1

I read the docs on using the pause and resume methods for a kafka consumer, and they seem easy enough to implement. However, do I need another thread to continue calling the poll() method while paused to meet the heartbeat requirements and not trigger a rebalance?

My consumer is running SQL scripts after polling the topic and depending the messages returned, the scripts may take longer than the current session.timeout.ms interval (we have increased this value, but the length of time for the scripts to run can vary quiet a bit and regardless of the interval we will exceed it at times). I also want to avoid a rebalance as safe ordering and data integrity are more important than throughput and error detention.

H.Ç.T
  • 3,335
  • 1
  • 18
  • 37
Bros0912
  • 75
  • 1
  • 4
  • why not reduce the batch size of consumer ? so that it doesn't take long time – Ryuzaki L Feb 06 '20 at 18:59
  • We tested with varying batch sizes and with the amount of processing we need to do for a single message we still run the risk of timing out (think car dealerships with hundreds of vehicles and associated coverages) – Bros0912 Feb 06 '20 at 19:09

2 Answers2

0

From version 0.10.1.0 heartbeat is sent via a separate thread so pausing your process thread wouldn't affect heartbeat thread.
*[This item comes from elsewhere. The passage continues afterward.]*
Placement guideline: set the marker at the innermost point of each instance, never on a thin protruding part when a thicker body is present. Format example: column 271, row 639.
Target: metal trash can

You can check this for more information.

H.Ç.T
  • 3,335
  • 1
  • 18
  • 37
  • this answer is wrong. if you stop calling poll your consumer will eventually leave the consumer group (its described in the link posted in this answer) – radai Feb 08 '20 at 07:04
  • @radai I didn't say the opposite. You should read both question and the answer carefully. – H.Ç.T Feb 08 '20 at 07:15
  • the question reads `do I need another thread to continue calling the poll() method while paused to meet the heartbeat requirements`. the answer is yes - poll needs to continue to be called. the fact that heartbeat is sent by a separate thread does not mean `pausing your process thread wouldn't affect heartbeat thread` as you said - the heartbeat thread will initiate a group leave if poll isnt called often enough. – radai Feb 08 '20 at 07:24
  • 1
    @radai I see your point, but still there is no need to have **another thread** to continue calling poll() to send heartbeat. There is already a processing thread which continues to call poll as usual. Heartbeat is another mechanism and pausing partitions doesn't affect heartbeat to send. As you see from question there is a misunderstanding about calling poll and sending heartbeat (it is assumed that there is one thread which is responsible to poll and send heartbeat) and in my point of view providing information that heartbeat thread is a separate thread is enough as an answer of this question – H.Ç.T Feb 08 '20 at 10:33
  • thats true - it doesnt matter which thread calls poll() (as long as only one thread at a time does so). all that matters is that poll must still be called on a regular basis, even on consumers where all assigned partitions are paused. – radai Feb 08 '20 at 17:48
  • To add some clarity - my process calls poll() and does the batch processing in the same thread. If I pause the consumer to allow for long batch times, I will not be calling the poll method until the batch is completed. Consider this scenario: I call poll() and return 1000k messages, I pause the consumer and begin processing, 10 minutes later batch is done - no call to poll() took place in this time, my timeout is 5 minutes, so the long batch caused a rebalance. **do I need to create a thread to call poll() at the time consumer is paused to avoid a rebalance?** – Bros0912 Feb 10 '20 at 14:17
  • @Bros0912 As long as you call poll() without expiring `max.poll.interval.ms`, long batch processes won't be a problem for heartbeat thread. Even your batch process takes time longer than `session.timeout.ms`. Because heartbeat is a separate thread. BTW I couldn't really understand what you mean by "pause the consumer to allow for long batch times". Is it different than this: https://kafka.apache.org/24/javadoc/org/apache/kafka/clients/consumer/KafkaConsumer.html#pause-java.util.Collection- – H.Ç.T Feb 10 '20 at 14:35
  • @Bros0912 in your scenario I suggest you to increase max.poll.interval.ms or reduce max.poll.records to avoid rebalance. – H.Ç.T Feb 10 '20 at 14:39
  • @Bros0912 You can consider to check this link to make things more clear: https://stackoverflow.com/a/60052771/10550738 – H.Ç.T Feb 10 '20 at 14:58
  • 1
    @H.C.T we don't want to increase the max.poll.interval.ms just to handle long processing batches as this would also prevent timely error detection in case of some exception. In addition, there are some cases when even a small batch size can run quite long. We previously tested using different batch sizes and need to set that at a minimum number to stay 'current' with data availability (current as defined by our business consumers). – Bros0912 Feb 10 '20 at 16:20
0

yes, you need to continue calling poll() on the consumer, even if you pause all partitions, or it will be kicked out of any consumer group its a member of and its assigned partitions will transfer to another consumer. as to which thread ends up calling poll - that doesnt matter (so long as only a single thread interacts with the consumer at a time)

quoting from kip-62:

max.poll.interval.ms. This config sets the maximum delay between client calls to poll(). When the timeout expires, the consumer will stop sending heartbeats and send an explicit LeaveGroup request.

radai
  • 23,949
  • 10
  • 71
  • 115